El centro del libro lo ocupa un memorable poema largo, La vela de Ulises, (símbolo de quien busca, cruzando por la noche /el gigantesco mar), que es una poderosa meditación sobre el lugar del poema, sobre el conocimiento y la búsqueda (la sensación que uno tiene de un sitio sencillo / es lo que uno conoce del universo), sobre el mundo y la creación poética que resume al mejor Wallace Stevens.
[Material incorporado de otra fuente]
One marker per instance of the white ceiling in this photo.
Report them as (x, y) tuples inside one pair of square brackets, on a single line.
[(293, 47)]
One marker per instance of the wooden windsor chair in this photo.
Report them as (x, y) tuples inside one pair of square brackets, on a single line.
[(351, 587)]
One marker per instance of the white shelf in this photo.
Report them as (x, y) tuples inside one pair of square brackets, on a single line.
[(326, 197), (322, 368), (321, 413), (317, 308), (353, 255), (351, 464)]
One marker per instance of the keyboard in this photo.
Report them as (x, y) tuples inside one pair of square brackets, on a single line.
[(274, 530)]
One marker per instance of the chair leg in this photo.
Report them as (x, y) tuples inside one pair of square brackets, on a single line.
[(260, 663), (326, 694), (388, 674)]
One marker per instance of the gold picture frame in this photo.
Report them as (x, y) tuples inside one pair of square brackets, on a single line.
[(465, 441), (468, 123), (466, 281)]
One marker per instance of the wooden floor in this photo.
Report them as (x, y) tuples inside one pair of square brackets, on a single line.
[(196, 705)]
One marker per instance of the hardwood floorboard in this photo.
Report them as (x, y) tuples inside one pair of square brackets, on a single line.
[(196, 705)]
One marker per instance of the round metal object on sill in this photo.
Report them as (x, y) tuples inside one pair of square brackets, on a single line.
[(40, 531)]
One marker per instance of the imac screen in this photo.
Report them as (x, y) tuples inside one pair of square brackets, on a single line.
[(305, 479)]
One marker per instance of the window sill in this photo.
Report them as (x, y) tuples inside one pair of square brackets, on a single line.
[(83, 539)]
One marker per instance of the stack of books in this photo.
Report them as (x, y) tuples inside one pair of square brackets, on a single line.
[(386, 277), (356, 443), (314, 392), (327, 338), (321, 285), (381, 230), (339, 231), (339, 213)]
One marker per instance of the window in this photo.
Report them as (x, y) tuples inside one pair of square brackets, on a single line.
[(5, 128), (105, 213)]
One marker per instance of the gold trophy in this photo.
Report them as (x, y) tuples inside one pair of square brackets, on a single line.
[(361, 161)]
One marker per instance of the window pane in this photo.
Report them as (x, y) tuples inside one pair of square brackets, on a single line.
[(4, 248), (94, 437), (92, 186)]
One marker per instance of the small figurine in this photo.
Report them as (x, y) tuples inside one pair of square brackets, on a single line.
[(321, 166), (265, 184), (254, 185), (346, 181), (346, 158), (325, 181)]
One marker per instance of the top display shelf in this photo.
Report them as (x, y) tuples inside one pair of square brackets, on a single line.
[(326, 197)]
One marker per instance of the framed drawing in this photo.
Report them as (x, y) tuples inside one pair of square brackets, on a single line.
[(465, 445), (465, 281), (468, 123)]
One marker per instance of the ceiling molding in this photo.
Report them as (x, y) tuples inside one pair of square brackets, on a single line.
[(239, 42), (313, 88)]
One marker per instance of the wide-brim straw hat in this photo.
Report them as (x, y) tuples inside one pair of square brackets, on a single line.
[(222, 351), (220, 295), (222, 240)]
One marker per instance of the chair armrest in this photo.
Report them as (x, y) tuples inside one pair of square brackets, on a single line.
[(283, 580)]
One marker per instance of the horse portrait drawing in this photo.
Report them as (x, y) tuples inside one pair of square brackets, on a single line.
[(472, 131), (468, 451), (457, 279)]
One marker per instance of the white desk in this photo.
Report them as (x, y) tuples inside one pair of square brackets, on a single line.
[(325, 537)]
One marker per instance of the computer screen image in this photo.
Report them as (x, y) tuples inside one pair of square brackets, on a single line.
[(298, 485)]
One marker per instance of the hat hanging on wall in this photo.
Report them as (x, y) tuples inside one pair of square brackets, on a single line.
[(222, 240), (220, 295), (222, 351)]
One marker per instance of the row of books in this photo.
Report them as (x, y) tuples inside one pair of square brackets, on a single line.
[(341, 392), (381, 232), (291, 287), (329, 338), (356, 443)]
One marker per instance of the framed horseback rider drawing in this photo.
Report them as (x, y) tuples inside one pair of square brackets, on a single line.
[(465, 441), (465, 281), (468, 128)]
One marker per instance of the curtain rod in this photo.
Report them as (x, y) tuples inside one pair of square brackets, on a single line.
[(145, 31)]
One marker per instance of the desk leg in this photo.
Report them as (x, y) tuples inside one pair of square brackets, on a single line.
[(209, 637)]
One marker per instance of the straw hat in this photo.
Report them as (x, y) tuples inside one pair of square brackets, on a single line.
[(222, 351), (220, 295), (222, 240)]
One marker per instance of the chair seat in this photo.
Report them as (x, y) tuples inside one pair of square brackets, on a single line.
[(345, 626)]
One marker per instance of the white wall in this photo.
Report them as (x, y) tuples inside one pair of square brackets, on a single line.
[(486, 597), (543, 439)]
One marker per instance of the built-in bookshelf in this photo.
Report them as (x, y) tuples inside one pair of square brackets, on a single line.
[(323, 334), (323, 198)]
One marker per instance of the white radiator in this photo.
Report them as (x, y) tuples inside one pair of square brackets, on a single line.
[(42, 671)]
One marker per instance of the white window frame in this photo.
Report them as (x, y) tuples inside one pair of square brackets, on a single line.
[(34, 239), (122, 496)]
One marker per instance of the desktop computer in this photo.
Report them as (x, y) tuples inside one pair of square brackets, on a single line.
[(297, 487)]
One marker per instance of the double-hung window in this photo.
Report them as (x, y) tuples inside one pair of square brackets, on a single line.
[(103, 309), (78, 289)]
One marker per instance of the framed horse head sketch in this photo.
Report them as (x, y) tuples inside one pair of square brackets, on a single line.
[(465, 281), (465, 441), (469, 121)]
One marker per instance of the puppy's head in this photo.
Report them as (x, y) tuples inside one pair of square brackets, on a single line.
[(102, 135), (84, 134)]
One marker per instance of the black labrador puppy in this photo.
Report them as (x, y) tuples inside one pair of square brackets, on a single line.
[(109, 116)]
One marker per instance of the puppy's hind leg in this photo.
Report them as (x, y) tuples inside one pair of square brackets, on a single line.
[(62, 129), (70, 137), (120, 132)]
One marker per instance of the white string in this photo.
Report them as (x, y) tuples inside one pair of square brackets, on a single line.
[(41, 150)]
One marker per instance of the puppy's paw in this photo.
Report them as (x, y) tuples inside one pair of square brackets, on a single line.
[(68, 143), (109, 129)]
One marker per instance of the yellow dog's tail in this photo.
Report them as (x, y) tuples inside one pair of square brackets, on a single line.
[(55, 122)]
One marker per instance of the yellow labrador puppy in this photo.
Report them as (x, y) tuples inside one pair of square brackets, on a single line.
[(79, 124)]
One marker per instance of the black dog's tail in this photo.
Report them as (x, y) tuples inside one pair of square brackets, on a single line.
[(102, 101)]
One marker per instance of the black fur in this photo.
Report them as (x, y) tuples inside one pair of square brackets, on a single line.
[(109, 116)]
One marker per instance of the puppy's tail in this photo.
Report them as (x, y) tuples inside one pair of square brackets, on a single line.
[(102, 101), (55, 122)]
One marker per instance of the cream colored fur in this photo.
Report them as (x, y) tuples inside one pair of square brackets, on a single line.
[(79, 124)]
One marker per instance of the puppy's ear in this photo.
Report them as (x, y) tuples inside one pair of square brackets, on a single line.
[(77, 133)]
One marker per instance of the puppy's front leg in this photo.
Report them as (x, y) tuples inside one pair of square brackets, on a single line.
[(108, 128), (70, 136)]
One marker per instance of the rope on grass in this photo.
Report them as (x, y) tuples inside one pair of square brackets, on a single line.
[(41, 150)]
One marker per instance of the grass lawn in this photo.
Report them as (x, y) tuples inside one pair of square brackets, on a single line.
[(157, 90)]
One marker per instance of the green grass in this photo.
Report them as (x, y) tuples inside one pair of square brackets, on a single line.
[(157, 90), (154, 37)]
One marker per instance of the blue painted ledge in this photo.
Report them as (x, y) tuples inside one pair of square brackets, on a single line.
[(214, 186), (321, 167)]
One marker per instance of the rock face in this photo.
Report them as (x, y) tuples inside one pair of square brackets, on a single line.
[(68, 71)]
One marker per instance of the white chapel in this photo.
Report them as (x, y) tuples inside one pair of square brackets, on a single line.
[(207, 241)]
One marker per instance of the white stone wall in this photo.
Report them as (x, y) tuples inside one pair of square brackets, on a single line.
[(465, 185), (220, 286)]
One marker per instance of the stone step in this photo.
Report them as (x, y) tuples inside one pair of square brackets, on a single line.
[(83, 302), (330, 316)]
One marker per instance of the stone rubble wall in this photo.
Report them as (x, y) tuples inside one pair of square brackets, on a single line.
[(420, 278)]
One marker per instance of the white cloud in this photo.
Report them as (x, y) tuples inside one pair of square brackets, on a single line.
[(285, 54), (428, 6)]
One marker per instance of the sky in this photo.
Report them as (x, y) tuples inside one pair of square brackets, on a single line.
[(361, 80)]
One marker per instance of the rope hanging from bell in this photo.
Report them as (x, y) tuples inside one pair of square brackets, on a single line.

Uno de esos poemas potentes que justifican toda una obra y explican el papel fundamental de su autor en la poesía del siglo XX.

Cierran el volumen sus Aforismos completos, tomados de los Adagia de Sur plusieurs beaux sujects, de Materia poética y de diversos cuadernos de notas que cumplen una función parecida a la de los cuadernos de campo del naturalista y en los que Wallace Stevens fue recogiendo durante más de veinte años sus ideas estéticas:

Toda poesía es poesía experimental.
El poema es una naturaleza creada por el poeta.
La poesía es una búsqueda de lo inexplicable.

Son textos breves que dicen mucho del universo literario de su autor, de su reflexión constante sobre la poesía, la música, la pintura o la filosofía, de sus intereses creativos o ideológicos, convocados en sus propias palabras o en citas ajenas que el escritor hace suyas al incluirlas, comentadas en ocasiones, en esos cuadernos de trabajo de un poeta imprescindible.